I pull back on the kid’s collar and wind up for a slam onto the frame of the car door, and as I do I shoot a look at Melody. I’m not sure I’ve ever so easily read disappointment in someone’s face.

  She slowly shakes her head, shrugs, and says, “It’s just saliva.”

  Her disapproval sucks the anger from me, hamstrings my ability to take these varmints out. I shove the kid to the ground and say, “Go home and hug your mother.”

  “Yes, sir,” he mumbles, as his buddy helps him to his feet. They both look at me for further instructions.

  “Run, you little sh—shysters.” Boy, am I longing for some profanity. I start my way back to Melody, turn my head out of her view, and whisper, “You’ve got three seconds, you little faccia di merda.”

  They both depart so quickly that they slip and fall in the gravel, stumble into one another. As the kids run down the street, Melody and I analyze the car. They must have been at it for a while, because not only are there several gobs of spit on the seats, but some have already dried.

  I groan under my breath. “Let me go back in the restaurant and see if I can get some paper towels,” I say.

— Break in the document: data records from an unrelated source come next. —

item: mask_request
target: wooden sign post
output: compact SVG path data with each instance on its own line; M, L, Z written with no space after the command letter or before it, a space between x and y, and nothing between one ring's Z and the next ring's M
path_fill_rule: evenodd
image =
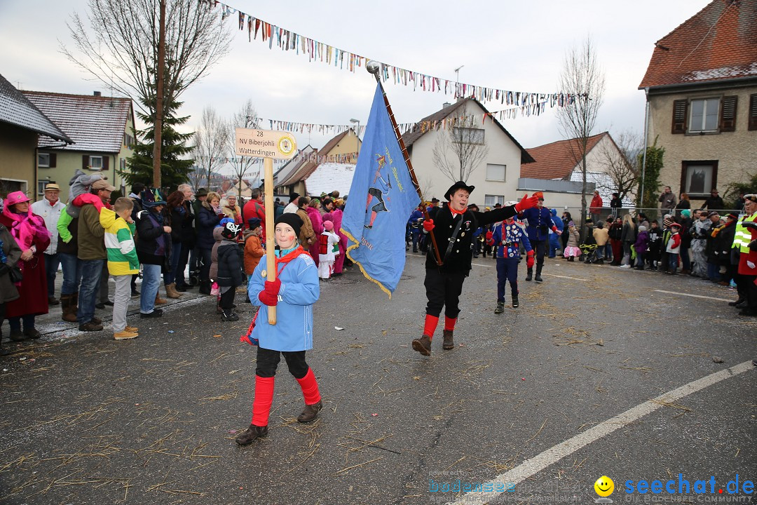
M263 275L266 280L276 279L276 248L273 226L273 160L289 160L297 154L297 141L287 132L273 132L267 129L236 129L235 152L238 156L252 156L263 158L263 181L266 206L266 270ZM276 323L276 307L268 307L268 323Z

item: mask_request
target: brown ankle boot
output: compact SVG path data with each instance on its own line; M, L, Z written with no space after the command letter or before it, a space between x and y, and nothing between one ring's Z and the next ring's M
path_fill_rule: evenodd
M413 340L413 350L417 351L424 356L431 356L431 337L424 335L420 338Z
M256 438L261 438L268 435L268 426L256 426L251 424L250 427L243 432L237 435L234 441L239 445L249 445L255 441Z
M305 405L304 410L297 416L298 422L310 422L318 417L318 411L323 408L323 402L319 401L313 405Z

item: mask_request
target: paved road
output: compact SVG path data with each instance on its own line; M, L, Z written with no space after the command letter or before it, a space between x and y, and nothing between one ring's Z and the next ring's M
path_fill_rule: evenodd
M248 306L222 323L209 298L183 297L130 319L141 336L120 342L48 316L42 341L2 360L0 503L587 503L603 475L617 503L649 498L626 494L628 480L715 476L716 495L737 474L757 480L757 320L717 300L732 291L550 260L544 284L521 282L521 307L496 315L494 261L474 263L459 346L438 338L430 358L409 345L420 257L391 301L357 271L322 284L308 352L322 416L296 422L282 366L270 434L245 448L233 438L250 421ZM512 491L441 491L497 479Z

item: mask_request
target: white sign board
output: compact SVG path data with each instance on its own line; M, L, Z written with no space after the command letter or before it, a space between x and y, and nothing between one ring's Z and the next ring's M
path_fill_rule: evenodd
M288 160L297 154L297 141L288 132L237 128L235 152L237 156Z

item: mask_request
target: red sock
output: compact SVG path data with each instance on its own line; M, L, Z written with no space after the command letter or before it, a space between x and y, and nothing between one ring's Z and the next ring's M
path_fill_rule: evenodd
M425 324L423 325L423 335L428 335L429 338L433 338L434 332L436 331L436 325L438 324L439 324L438 317L426 314Z
M295 377L296 379L296 377ZM321 401L321 394L318 391L318 382L316 381L316 376L313 373L313 369L307 368L307 373L302 379L298 379L302 388L302 396L305 398L306 405L314 405Z
M268 426L268 414L273 402L273 377L255 376L255 399L252 401L252 424Z

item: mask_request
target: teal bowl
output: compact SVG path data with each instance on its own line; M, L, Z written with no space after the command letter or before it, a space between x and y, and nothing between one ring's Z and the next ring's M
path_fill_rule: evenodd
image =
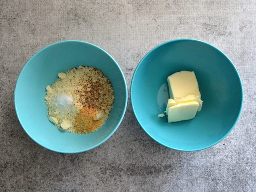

  Melody doesn’t respond. She stares at the seats but I can sense her eyes are out of focus, her thoughts elsewhere. I’ve lost her. The weak accrual of convincing and nominal amount of trust I might’ve secured throughout our meal have been crushed to rubble by disillusionment. I start toward the restaurant but keep my eyes on her with every step. She reaches in the car and pulls out the green sweater, checks it over, starts to put it on. I decelerate as she bunches it up at the collar and pulls it over her head, her arms up and her shirt pressed tight against her frame, the sun detailing the shape of her body as she slowly brings it down and covers and hides her body again. She turns away so that her back faces me, gently shifts her hips so that she’s leaning against the body of the car, and slips her hands in the pockets of her jeans.

  As I reach the door of the restaurant, I stop. I look at her and want to correct every instance of how I’ve failed her, from twenty years ago to twenty seconds ago. I fantasize about moving up behind her, gently wrapping my arms around her belly, and whispering in her ear, “It’s all right. Everything’s gonna be all right.” And then she would close her eyes and push her head against my neck and then, for once, we’d both feel a brief wave of contentment, a peek of what it might be like to be at peace, to be safe.